A Financial Times global correspondent delivers a bracing story of how money works—or, depending on your point of view, doesn’t work.
There are two broad categories of investing, characterized incompletely by the terms active and passive. In the first, investment funds are closely managed, while in the second, they’re parked in broad-based accounts that cover the range of the market and earn out by virtue of being balanced. As Wigglesworth’s account opens, Warren Buffett offers a million-dollar bet “that an index fund that simply tracked the US stock market would beat any group of high-flying hedge fund managers.” In the strictest terms, Buffett turned out to be right, though with qualifications.
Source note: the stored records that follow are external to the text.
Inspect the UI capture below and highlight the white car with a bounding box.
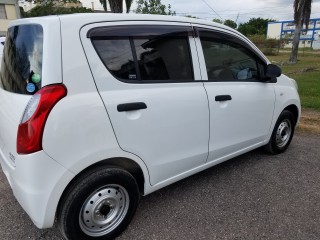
[0,14,300,240]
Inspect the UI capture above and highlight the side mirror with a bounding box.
[262,64,281,83]
[266,64,282,78]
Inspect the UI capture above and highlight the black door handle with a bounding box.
[215,95,232,101]
[117,102,147,112]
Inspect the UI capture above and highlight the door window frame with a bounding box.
[89,25,197,84]
[192,25,270,82]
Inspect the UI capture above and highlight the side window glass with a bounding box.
[92,38,138,80]
[133,38,193,81]
[200,31,260,81]
[90,25,194,82]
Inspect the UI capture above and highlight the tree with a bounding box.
[20,6,27,18]
[212,18,223,24]
[135,0,175,15]
[125,0,133,12]
[289,0,313,64]
[224,19,237,29]
[109,0,123,12]
[28,0,79,5]
[99,0,108,11]
[99,0,133,13]
[237,18,275,36]
[23,2,93,18]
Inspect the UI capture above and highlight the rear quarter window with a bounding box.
[0,24,43,94]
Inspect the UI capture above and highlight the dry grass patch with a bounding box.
[297,108,320,134]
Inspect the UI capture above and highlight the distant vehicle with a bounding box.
[0,37,5,69]
[0,14,301,240]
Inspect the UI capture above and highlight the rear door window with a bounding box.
[90,25,194,82]
[0,24,43,94]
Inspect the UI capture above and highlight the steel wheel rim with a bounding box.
[79,184,130,237]
[276,119,292,148]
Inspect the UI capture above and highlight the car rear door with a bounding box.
[80,22,209,186]
[193,26,276,162]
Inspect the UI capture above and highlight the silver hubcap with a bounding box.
[276,119,292,148]
[79,185,129,237]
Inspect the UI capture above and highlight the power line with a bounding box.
[171,2,320,22]
[200,0,223,20]
[215,5,291,13]
[174,5,292,16]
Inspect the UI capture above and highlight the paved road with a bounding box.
[1,132,320,240]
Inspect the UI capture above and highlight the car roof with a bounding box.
[8,13,269,63]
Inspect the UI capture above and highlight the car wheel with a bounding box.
[58,167,140,240]
[265,110,295,154]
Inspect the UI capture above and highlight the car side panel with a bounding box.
[42,18,150,188]
[192,25,276,161]
[266,75,301,141]
[79,22,210,186]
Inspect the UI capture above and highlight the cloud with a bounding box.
[130,0,320,23]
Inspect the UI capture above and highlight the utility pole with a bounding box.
[236,13,239,25]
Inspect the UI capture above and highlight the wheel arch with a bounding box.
[283,104,300,126]
[57,157,145,220]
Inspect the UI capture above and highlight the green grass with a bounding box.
[296,72,320,109]
[267,52,320,111]
[282,47,320,52]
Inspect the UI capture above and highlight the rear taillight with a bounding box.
[17,84,67,154]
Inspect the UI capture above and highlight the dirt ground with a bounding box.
[297,108,320,134]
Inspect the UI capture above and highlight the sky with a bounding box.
[80,0,320,24]
[128,0,320,24]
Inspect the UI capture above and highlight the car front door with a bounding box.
[80,23,209,186]
[195,27,276,162]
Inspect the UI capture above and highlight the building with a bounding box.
[19,0,107,12]
[267,18,320,49]
[18,0,109,16]
[19,0,83,12]
[0,0,21,36]
[80,0,104,11]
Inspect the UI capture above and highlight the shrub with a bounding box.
[249,35,289,56]
[24,2,93,18]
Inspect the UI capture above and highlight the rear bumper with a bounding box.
[0,149,74,228]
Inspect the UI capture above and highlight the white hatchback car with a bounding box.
[0,14,300,240]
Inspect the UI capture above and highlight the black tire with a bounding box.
[57,167,140,240]
[265,110,295,154]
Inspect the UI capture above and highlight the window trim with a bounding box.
[87,25,193,38]
[89,25,196,84]
[129,37,142,81]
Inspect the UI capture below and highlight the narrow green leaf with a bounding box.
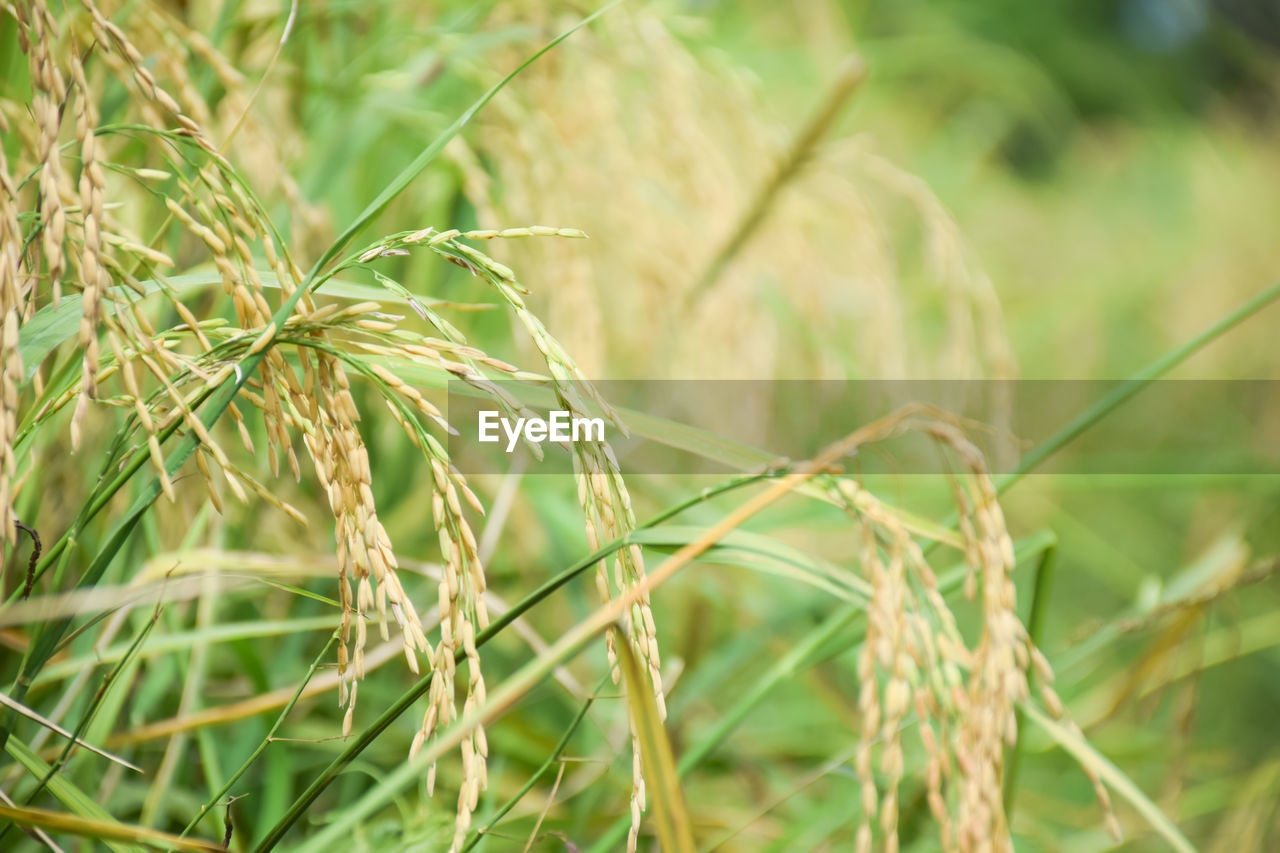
[1022,703,1195,853]
[0,803,224,852]
[4,738,142,853]
[613,627,696,853]
[17,272,489,382]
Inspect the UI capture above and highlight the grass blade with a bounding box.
[0,804,224,852]
[1003,544,1057,817]
[4,738,141,853]
[614,627,696,853]
[460,685,599,852]
[1022,703,1196,853]
[0,691,139,773]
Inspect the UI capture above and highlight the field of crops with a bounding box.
[2,2,1278,851]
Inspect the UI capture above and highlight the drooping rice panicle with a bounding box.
[822,409,1117,853]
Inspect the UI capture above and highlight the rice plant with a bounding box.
[2,2,1277,852]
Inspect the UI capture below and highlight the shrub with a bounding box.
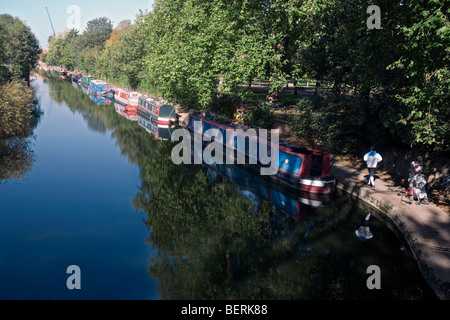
[244,102,274,129]
[0,79,36,138]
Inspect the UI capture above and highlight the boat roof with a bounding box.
[116,88,141,95]
[189,114,329,156]
[91,79,109,85]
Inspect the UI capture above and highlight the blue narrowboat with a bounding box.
[88,79,115,97]
[186,114,336,194]
[137,96,177,126]
[137,108,175,140]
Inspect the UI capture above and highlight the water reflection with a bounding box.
[39,70,437,300]
[205,162,332,221]
[137,110,176,141]
[115,104,138,122]
[355,213,374,242]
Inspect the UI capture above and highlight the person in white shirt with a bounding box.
[363,146,383,189]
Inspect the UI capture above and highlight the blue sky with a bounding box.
[1,0,154,48]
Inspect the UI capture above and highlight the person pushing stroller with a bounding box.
[407,156,429,205]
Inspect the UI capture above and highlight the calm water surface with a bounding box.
[0,73,437,300]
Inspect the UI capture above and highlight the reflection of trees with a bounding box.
[42,71,435,300]
[0,137,34,182]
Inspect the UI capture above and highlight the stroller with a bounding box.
[407,173,429,205]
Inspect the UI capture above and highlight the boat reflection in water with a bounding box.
[115,103,138,121]
[81,86,113,105]
[135,106,329,220]
[137,109,176,141]
[88,93,113,105]
[204,162,331,221]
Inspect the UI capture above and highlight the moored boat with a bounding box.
[114,88,140,113]
[71,73,83,83]
[71,73,82,88]
[138,95,177,126]
[79,75,93,88]
[88,80,115,97]
[137,108,175,140]
[185,114,336,194]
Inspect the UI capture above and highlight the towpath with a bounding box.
[331,160,450,300]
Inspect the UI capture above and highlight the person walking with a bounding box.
[363,146,383,190]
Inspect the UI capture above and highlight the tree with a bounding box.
[389,0,450,152]
[0,14,41,83]
[60,29,79,70]
[77,17,113,50]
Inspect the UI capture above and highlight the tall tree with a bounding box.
[77,17,113,50]
[390,0,450,152]
[0,14,41,83]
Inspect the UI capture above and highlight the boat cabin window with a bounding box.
[278,151,301,175]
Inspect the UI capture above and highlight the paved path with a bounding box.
[331,161,450,299]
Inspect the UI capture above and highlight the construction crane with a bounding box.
[46,7,56,37]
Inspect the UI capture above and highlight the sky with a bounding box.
[0,0,155,48]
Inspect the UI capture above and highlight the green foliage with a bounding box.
[0,79,41,183]
[0,16,41,183]
[207,95,239,118]
[0,14,41,82]
[387,0,450,152]
[244,102,274,129]
[77,17,113,50]
[0,79,36,138]
[42,0,449,157]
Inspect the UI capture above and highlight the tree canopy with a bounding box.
[0,14,41,83]
[43,1,449,156]
[0,14,42,184]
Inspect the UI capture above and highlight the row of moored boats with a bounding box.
[62,69,336,196]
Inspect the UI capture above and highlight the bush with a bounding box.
[244,102,274,129]
[0,79,36,138]
[289,94,363,154]
[208,95,240,118]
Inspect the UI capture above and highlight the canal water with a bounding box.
[0,72,437,300]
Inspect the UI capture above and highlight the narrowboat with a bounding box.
[71,73,82,88]
[114,88,140,114]
[137,108,175,140]
[88,80,115,97]
[115,103,137,121]
[185,114,336,194]
[137,96,177,126]
[79,75,93,89]
[71,73,83,83]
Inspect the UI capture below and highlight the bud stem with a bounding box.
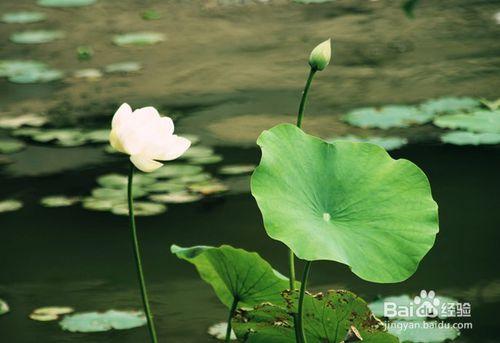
[296,68,317,129]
Wigglesworth sets the Buffett wager against the background of a changing Wall Street, where the culture of “prudent men…quietly tending casks of slowly maturing capital,” as one magazine described it in the 1960s, gave way to a rapacious ethos of boundless fortune-seeking. The “lazy” path invented by financiers who translated mutual funds into index funds turns out to be the safer course for most investors, at least in part because the active managers have a tendency to pay themselves handsomely and have no incentives to keep their funds manageable. Yet, as Wigglesworth writes, the hedge fund culture is alive and well: “Wall Street loves success more than modesty,” even if success comes and goes and the tortoise generally beats the hare. Meanwhile, though the index-fund approach ensures that the average investor will profit over time, it’s not without its drawbacks, including, as the author notes, negative effects on corporate governance and accountability. For all that, he concludes, “the index fund is one of the few truly, nearly unambiguously beneficial inventions, a disruptive technology that has already saved investors hundreds of billions of dollars, sums that will undoubtedly reach trillions in years to come.”
Finance wonks and investment strategists will enjoy this plainspoken tour of index funds and their discontents.